In the second part of the book,
Žižek traces this paradoxical point-without-location through several fields. My
above-mentioned example, fascist ideology, can be explained with the
self-referential emptiness of the Fuehrer's claim, that he is the embodiment of
the people's will. The fascist 'Leader's point of reference, the instance to
which he is referring to legitimize his rule (the People, the Class, the
Nation) does not exist -- or, more precisely, exists only through and in its
fetishistic representative, the Party and its Leader.' (146) Another example is
the post-structuralist dogma 'There is no metalanguage!' The only point of
reference for such a statement is indeed the impossible position outside of
discourse (see 154-55). Or, in Žižek's words: 'The phallic signifier is, so to
speak, an index of its own impossibility.' (157)
[vanishingmediator’s
comment: cf. Jacques Derrida: “By a strange paradox, meaning would isolate the
concentrated purity of its ex-pressiveness just at that moment when the
relation to a certain outside is suspended.” (Derrida, La Voix et le Phénomène)]
Finally, Zizek outlines
Lacan's different approach to the problem of the Real -- is it the 'really
real', an untouchable thing-as-such/'Thing-in-itself', is it something
resisting symbolization, or is it the subject supposed to know, a cause, that
doesn't exist, something like Hitchcock's MacGuffin (see 162-164)? Zizek
quickly dismisses the first oversimplifying definition and argues along the
lines of his ideas about the founding paradox: the Real 'is nothing at all,
just a void, an emptiness in a symbolic structure marking some central
impossibility' (173). And this, according to Zizek, is the difference between
the so-called 'post-structuralist' position and Lacan's position: The former
describes the subject as being the result of a subjectivating processes
('assujetissement'), while the latter conceives of the subject as an 'answer of
the Real' -- because the signified can never find a signifier that would fully
represent it, this void we call a subject is created (174-75). In the last
chapter, Zizek gives another example of these 'impossible' founding things, the
Sublime: 'The Sublime is . . . the paradox of an object which, in the very
field of representation, provides a view, in a negative way, of the dimension
of what is unrepresentable.' (202) Especially the last point, the Sublime, is a
good example for how this book (and most of Zizek's work for that matter) can
be used for film theory and analysis. The sublime beauty of Rita Hayworth in Gilda
and Tippy Hedren in Marnie is not a separate 'entity' (e.g. 'a beautiful
actress is portraying this and this character'), it is the impossible object of
the male gaze. Both women appear in a similar movement from below the picture
frame, throwing their hair back. The whole following story now centers around a
man, trying to pin down, to frame their essence. The quintessential stripping
away of this futile enterprise is Gilda's famous striptease.
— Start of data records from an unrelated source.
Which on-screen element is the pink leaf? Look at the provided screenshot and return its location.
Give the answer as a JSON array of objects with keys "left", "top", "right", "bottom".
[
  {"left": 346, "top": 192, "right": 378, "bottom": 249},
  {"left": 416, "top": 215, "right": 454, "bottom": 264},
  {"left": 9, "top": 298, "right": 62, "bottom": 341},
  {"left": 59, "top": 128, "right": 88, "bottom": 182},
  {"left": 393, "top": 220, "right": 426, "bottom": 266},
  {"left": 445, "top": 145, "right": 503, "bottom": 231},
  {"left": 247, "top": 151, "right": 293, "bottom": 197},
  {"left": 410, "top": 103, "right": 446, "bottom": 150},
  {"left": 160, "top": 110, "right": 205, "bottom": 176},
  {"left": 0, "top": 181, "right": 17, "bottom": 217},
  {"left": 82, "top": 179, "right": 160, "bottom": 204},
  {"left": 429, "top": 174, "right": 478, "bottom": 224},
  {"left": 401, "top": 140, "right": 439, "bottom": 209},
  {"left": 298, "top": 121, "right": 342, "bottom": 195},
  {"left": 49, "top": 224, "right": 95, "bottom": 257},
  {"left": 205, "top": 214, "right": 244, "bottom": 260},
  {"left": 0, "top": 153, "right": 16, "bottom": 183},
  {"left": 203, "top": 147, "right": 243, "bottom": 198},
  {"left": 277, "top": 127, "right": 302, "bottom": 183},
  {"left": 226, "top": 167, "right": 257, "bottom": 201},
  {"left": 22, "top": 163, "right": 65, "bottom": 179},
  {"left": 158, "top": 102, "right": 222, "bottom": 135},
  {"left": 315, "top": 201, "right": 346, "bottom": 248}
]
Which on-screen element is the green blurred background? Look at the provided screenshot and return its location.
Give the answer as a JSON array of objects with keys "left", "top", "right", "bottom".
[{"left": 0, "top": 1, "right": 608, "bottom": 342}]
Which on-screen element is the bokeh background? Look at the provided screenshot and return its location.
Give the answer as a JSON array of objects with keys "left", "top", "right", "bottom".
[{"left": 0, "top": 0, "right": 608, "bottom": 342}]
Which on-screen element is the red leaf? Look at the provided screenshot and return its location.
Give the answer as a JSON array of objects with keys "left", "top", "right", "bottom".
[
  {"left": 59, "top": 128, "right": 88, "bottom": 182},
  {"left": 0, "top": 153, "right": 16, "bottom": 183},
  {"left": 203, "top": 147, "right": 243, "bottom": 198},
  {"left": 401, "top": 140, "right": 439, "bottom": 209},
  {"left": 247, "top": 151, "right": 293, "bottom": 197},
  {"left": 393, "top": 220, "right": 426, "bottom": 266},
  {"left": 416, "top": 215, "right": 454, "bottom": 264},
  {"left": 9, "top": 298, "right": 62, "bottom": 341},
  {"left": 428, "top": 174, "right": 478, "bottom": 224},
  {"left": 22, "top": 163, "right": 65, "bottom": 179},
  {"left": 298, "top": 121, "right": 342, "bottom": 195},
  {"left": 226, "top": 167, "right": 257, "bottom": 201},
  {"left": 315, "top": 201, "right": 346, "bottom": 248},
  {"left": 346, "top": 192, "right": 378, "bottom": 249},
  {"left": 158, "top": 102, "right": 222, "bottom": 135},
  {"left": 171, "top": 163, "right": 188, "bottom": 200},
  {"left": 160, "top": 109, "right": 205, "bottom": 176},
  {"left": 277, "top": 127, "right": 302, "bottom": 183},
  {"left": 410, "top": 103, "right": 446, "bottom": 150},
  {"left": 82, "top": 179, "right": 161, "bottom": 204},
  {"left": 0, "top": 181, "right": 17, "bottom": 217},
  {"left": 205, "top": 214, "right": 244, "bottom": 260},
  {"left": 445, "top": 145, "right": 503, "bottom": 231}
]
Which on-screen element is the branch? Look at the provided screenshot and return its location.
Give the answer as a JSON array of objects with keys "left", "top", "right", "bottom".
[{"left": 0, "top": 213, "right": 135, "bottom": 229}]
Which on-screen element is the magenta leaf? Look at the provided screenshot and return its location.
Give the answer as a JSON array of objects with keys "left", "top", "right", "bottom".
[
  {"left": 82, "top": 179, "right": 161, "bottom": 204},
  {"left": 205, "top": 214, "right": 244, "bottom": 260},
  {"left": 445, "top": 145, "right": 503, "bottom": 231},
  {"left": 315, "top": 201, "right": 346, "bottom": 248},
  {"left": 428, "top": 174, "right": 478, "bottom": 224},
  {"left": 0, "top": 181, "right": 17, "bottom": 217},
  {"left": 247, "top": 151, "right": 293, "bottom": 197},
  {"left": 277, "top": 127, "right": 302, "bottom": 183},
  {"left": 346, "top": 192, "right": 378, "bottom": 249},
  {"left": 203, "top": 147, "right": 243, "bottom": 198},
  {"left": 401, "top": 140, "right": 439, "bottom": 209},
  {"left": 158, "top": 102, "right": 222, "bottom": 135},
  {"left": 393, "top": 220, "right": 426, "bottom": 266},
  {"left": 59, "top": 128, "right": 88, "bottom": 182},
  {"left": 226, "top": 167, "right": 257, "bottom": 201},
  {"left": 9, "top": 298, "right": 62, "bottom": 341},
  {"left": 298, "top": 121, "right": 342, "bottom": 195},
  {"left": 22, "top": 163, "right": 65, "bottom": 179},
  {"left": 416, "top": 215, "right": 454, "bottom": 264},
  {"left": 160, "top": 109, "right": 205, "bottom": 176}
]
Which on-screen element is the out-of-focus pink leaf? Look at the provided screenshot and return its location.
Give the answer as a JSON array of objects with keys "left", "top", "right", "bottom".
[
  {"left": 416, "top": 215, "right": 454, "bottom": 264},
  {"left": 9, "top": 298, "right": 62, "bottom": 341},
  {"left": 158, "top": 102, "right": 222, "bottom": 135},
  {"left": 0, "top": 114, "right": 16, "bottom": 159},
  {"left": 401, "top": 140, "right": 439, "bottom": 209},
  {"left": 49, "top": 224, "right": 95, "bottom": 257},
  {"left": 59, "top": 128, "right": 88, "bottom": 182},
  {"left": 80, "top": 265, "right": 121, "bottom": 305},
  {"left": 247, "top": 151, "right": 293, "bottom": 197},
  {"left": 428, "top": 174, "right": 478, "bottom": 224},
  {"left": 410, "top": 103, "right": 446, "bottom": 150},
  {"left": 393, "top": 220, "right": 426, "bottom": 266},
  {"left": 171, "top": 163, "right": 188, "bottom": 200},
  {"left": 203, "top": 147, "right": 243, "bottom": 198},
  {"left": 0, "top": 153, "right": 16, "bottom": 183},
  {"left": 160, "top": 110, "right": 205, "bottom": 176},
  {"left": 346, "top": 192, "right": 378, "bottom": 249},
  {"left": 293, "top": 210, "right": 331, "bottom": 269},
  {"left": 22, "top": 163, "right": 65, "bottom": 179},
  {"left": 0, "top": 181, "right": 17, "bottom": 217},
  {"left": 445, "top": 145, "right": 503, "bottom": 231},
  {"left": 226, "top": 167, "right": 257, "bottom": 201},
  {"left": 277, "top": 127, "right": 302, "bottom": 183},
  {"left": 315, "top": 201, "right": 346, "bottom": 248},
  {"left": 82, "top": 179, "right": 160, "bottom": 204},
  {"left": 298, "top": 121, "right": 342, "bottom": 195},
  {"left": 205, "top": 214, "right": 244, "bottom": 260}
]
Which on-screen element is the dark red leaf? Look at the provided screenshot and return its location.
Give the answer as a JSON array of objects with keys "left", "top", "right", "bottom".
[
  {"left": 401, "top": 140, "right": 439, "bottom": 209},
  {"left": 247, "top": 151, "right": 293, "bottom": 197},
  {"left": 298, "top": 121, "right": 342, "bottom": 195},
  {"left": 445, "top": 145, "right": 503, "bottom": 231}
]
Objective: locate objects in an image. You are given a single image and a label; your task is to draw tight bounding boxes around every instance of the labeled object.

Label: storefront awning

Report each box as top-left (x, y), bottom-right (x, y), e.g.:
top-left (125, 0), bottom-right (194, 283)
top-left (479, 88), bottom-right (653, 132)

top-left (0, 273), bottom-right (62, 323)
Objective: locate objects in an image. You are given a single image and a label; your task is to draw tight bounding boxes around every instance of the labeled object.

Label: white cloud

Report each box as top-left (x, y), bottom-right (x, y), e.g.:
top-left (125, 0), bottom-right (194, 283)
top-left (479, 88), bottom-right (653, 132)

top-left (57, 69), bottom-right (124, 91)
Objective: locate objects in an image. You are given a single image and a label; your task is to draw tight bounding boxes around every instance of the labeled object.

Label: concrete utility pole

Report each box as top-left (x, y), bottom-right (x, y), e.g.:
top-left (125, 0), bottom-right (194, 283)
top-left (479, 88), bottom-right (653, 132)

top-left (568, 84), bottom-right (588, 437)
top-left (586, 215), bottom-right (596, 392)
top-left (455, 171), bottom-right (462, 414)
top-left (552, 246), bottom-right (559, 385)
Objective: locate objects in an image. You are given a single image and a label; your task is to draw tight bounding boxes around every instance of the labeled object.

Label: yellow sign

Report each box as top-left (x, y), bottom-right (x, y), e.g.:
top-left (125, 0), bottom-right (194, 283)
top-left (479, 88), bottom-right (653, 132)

Johnny, a 'god of
prosthesis' (Freud, Civilisation and its Discontent) in his bureau, equipped
with surveillance microphones, can not prevent Gilda from performing her
self-referential striptease. While taking the blame for everything, even for
natural disasters, she performs the ultimate act of fetishization before the
eyes of the nightclub guests (i.e. the big Other). This sequence starts
significantly with a prophesy of the police officer that Johnny will fall apart
(i.e. become a hysteric), and Johnny's point-of-view shot through the jalousie
(sic!) on to the vulgar performance of the woman he is obsessed with. Gilda's
subversive act destroys in one movement the illusion that there is 'something
to see' and that there is something essential about woman. Her exposition thus
exposes the fetish of the sexual arousing 'whore' and the sublime essence of
the 'mother' as covering the lack in the Big Other. Or, as Lacan puts it (over
and over): woman is the symptom of man.